Но ведь их безобидный легкий флирт не может продолжаться бесконечно, и события нынешнего дня стали тому подтверждением. Возможно, во время одной из последующих встреч ей удастся подтолкнуть его к признанию? При мысли о том, что она может подтолкнуть к чему-то такого человека, как Хейзелмер, на ее лице появилась усмешка. Это, по крайней мере, будет не трудно. Сразу же почувствовав себя более уверенно, Доротея положила голову на подушку и, измученная думами, заснула и проспала до тех пор, пока не пришла Триммер, чтобы одеть ее к балу у герцогини Ричмонд.
Если бы, вместо того чтобы смотреть в зеркало, Доротея выглянула из окна, то заметила бы Хейзелмера, Фэншоу и Ферди, входящих в Хейзелмер-Хаус. Оставив лошадей на конюшне за особняком, они шагали к парадному входу, увлеченные дискуссией. Открыв дверь своим ключом, Хейзелмер переступил порог, но тут же замер. Ферди, следующий за ним по пятам, врезался ему в спину и, выглянув из-за его плеча, воскликнул:
— Великий боже!
Поднеся монокль к глазам, Хейзелмер обозревал громоздящиеся в прихожей сундуки и коробки.
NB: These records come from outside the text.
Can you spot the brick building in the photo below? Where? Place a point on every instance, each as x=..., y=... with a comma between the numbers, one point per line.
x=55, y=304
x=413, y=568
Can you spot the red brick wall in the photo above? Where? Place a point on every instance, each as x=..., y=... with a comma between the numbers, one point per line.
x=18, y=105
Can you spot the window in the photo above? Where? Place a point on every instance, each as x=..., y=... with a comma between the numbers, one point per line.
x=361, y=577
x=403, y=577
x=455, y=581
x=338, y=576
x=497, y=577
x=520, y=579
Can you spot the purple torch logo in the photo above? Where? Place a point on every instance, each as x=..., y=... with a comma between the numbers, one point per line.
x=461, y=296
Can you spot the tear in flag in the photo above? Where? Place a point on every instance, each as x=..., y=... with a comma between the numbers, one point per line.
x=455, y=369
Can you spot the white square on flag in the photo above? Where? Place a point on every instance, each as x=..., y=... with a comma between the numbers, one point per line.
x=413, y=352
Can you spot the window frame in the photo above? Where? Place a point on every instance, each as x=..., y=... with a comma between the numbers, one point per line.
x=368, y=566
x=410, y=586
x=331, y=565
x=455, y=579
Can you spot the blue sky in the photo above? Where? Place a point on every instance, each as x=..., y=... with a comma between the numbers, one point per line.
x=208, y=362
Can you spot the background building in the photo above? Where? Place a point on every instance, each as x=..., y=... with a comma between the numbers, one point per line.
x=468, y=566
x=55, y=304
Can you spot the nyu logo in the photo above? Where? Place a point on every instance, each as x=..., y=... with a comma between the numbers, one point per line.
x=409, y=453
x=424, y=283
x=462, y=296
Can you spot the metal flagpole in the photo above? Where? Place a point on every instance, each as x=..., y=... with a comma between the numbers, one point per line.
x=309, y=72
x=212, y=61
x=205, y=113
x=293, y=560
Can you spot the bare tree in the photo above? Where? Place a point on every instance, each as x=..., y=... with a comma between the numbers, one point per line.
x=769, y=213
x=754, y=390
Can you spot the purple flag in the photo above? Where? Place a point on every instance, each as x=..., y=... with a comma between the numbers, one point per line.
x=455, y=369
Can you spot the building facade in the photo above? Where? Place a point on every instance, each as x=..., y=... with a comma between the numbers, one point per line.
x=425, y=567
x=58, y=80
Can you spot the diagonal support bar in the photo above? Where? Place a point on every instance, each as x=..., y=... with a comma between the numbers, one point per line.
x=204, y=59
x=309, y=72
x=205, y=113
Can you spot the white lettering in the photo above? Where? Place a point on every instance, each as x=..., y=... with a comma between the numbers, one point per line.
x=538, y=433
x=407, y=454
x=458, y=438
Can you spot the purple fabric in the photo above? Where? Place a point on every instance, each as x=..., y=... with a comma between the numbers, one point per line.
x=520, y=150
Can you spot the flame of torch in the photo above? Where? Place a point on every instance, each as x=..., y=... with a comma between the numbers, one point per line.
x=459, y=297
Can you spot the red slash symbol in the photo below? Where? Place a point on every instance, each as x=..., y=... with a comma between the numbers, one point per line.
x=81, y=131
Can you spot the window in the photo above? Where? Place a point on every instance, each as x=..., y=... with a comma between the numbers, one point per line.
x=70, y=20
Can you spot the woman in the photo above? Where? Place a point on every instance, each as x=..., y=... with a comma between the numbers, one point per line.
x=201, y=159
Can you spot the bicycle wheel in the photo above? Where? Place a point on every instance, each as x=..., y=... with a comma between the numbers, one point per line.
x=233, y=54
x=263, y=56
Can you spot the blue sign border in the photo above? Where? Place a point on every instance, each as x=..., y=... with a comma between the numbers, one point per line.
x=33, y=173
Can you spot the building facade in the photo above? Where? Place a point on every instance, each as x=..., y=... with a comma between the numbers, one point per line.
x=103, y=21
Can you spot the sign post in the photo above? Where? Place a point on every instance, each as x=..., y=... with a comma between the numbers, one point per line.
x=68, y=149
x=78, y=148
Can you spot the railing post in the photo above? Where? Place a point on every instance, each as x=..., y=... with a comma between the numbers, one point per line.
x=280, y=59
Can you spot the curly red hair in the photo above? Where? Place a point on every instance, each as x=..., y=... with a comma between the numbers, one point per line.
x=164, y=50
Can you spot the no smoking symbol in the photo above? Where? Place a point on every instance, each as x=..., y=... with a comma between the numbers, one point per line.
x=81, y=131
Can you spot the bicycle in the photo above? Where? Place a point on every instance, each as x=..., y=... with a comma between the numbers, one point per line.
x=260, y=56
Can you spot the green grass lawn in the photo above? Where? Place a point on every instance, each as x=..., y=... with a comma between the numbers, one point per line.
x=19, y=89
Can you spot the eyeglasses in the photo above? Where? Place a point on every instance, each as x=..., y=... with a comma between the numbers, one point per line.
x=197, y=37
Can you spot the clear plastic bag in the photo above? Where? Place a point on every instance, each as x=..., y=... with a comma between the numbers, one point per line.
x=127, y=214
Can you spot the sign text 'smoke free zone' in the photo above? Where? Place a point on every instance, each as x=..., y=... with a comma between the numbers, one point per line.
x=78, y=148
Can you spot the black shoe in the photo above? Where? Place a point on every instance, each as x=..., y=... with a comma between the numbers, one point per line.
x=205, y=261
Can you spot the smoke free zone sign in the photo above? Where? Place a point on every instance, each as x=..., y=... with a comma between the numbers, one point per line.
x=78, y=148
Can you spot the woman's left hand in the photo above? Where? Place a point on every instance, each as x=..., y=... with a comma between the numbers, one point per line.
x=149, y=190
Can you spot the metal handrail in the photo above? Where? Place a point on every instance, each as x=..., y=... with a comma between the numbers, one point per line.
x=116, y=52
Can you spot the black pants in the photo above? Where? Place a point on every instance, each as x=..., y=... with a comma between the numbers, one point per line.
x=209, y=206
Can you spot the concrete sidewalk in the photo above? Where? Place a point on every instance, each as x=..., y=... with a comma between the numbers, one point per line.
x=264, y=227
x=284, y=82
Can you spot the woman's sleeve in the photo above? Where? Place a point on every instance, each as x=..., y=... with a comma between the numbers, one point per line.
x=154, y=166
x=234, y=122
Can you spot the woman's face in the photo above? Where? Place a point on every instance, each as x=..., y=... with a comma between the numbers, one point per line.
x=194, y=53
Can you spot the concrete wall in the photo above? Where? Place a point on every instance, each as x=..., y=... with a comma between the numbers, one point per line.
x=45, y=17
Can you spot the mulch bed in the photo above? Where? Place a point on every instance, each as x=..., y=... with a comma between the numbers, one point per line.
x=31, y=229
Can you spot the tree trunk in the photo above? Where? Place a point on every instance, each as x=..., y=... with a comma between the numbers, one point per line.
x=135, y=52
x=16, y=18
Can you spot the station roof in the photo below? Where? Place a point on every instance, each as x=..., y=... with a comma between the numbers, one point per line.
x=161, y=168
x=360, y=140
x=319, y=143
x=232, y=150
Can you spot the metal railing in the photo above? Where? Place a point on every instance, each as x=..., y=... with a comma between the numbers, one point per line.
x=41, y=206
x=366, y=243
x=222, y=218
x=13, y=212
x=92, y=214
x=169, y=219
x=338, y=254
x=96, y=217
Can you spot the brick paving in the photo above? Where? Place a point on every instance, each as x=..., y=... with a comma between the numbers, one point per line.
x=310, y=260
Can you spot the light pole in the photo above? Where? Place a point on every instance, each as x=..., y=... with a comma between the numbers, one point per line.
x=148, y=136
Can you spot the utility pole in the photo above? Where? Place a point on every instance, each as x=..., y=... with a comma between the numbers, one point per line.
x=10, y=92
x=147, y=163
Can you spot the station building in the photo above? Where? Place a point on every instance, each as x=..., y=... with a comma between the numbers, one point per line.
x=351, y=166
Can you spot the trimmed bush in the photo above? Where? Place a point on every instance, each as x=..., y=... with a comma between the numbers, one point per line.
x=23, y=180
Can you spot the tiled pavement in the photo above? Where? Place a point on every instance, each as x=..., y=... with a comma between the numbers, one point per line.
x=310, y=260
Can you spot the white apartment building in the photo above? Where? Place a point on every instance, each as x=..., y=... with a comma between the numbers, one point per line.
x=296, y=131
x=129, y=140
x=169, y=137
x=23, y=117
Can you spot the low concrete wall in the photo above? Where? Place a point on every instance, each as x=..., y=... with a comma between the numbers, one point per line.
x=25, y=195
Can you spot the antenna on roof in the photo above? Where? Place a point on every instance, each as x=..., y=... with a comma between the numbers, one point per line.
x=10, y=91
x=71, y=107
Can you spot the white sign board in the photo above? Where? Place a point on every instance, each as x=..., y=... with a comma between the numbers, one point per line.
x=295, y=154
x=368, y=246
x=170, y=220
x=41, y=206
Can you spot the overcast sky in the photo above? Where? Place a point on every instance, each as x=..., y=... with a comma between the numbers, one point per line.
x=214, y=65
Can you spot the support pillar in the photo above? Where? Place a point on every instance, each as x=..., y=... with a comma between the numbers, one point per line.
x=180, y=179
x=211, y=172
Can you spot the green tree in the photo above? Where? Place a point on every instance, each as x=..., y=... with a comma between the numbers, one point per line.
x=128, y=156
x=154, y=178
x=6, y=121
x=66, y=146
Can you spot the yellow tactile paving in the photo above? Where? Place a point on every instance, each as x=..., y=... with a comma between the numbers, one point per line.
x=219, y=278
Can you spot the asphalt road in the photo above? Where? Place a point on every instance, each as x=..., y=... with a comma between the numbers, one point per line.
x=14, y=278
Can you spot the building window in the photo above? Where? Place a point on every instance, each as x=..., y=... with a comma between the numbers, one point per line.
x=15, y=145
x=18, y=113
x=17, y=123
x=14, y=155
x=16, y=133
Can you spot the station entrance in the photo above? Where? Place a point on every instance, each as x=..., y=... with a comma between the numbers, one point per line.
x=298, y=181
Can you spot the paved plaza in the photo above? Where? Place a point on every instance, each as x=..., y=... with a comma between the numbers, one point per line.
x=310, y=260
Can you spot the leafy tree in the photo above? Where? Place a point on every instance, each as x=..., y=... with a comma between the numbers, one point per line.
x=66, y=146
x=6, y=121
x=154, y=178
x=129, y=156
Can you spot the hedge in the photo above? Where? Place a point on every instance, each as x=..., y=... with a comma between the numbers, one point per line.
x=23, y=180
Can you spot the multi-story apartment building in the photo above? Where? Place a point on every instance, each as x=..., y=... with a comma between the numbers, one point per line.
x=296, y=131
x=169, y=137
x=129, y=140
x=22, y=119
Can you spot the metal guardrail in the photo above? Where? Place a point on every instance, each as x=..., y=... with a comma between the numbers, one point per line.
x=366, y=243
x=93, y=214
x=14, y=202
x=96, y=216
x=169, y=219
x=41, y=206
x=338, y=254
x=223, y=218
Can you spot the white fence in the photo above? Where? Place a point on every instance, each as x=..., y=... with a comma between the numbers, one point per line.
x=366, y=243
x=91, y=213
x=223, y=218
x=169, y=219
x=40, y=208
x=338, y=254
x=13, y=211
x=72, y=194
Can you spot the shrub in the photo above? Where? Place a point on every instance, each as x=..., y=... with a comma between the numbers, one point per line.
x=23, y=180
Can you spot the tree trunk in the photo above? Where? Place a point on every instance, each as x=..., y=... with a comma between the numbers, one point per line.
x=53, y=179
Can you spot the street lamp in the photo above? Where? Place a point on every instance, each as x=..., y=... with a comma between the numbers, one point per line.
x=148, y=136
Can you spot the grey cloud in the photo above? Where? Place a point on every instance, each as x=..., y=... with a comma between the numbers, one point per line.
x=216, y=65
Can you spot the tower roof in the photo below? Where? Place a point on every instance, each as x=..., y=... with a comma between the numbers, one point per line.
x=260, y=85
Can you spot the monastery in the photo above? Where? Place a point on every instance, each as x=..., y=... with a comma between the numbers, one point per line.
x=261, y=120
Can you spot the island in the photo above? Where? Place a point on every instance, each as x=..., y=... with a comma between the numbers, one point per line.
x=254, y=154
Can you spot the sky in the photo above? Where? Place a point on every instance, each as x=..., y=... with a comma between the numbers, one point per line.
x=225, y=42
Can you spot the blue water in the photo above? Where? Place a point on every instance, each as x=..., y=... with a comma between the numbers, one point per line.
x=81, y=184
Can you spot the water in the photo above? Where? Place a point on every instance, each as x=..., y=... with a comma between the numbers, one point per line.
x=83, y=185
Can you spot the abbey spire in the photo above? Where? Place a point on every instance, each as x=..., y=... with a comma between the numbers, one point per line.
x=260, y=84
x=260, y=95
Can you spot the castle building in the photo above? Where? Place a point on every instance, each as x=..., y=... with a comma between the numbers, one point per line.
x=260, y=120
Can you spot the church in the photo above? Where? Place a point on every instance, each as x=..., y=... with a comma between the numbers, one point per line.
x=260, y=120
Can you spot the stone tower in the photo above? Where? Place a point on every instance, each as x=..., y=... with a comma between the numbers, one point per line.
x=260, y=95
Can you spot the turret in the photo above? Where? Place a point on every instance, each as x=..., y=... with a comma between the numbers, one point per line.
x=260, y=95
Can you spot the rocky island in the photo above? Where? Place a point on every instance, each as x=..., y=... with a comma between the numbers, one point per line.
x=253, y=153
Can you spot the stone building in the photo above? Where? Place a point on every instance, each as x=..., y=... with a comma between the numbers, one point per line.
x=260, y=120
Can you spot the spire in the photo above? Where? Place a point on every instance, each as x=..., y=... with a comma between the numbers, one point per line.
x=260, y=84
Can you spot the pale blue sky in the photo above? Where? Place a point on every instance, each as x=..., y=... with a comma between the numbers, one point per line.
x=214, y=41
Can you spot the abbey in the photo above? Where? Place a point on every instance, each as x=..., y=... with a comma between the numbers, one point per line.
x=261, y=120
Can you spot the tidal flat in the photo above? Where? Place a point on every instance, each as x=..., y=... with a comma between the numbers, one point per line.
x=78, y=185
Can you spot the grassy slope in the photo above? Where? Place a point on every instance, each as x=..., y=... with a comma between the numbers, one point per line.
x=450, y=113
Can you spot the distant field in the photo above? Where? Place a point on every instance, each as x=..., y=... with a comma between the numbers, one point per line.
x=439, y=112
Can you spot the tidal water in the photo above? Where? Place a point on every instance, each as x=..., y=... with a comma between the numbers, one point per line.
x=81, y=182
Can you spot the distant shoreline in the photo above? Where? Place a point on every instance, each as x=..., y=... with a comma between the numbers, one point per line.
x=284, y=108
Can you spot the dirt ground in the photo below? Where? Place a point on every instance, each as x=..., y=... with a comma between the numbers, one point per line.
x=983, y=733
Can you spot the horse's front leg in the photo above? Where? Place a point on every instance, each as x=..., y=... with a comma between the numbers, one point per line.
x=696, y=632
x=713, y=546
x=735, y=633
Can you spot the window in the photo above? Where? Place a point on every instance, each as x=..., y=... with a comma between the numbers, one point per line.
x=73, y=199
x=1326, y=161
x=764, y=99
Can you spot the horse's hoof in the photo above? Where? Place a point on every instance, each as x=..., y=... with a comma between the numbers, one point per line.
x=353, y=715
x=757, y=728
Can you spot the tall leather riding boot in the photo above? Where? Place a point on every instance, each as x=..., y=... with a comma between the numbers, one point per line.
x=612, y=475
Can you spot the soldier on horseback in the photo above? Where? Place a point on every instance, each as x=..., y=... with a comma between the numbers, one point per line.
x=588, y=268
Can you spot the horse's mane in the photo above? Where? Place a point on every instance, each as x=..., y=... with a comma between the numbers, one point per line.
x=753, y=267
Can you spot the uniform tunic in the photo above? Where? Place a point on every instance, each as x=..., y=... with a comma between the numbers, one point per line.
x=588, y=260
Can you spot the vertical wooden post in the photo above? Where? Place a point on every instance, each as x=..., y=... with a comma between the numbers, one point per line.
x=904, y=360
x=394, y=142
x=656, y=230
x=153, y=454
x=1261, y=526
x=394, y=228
Завидев пробирающегося к нему через горы багажа дворецкого, маркиз обратился к нему притворно спокойным голосом:
— Майттон, что это такое?
Майттон, хорошо знакомый с подобным тоном, поспешил пояснить:
— Ее светлость приехали, милорд.
— Которая из них? — не сдавался Хейзелмер, пораженный внезапной неприятной мыслью.
— Вдовствующая, милорд! — ответил Майттон, не понимая странного вопроса хозяина.
— Ну разумеется! — сказал Хейзелмер, испытывая огромное облегчение. — Я-то уж решил, что Мария или Сьюзен вернулись.
Эти слова все объяснили. Антипатия, которую маркиз питал к своим старшим сестрам, ни для кого не являлась секретом. Несколько лет назад они пытались женить его, но потерпели поражение и теперь считались persona non grata [16] и не допускались ни в одно из поместий Хейзелмера. Так как обе они были замужем за людьми состоятельными, маркиз не видел причин, по которым ему следовало приглашать сестер к себе в дом, позволяя им снова вмешиваться в его жизнь.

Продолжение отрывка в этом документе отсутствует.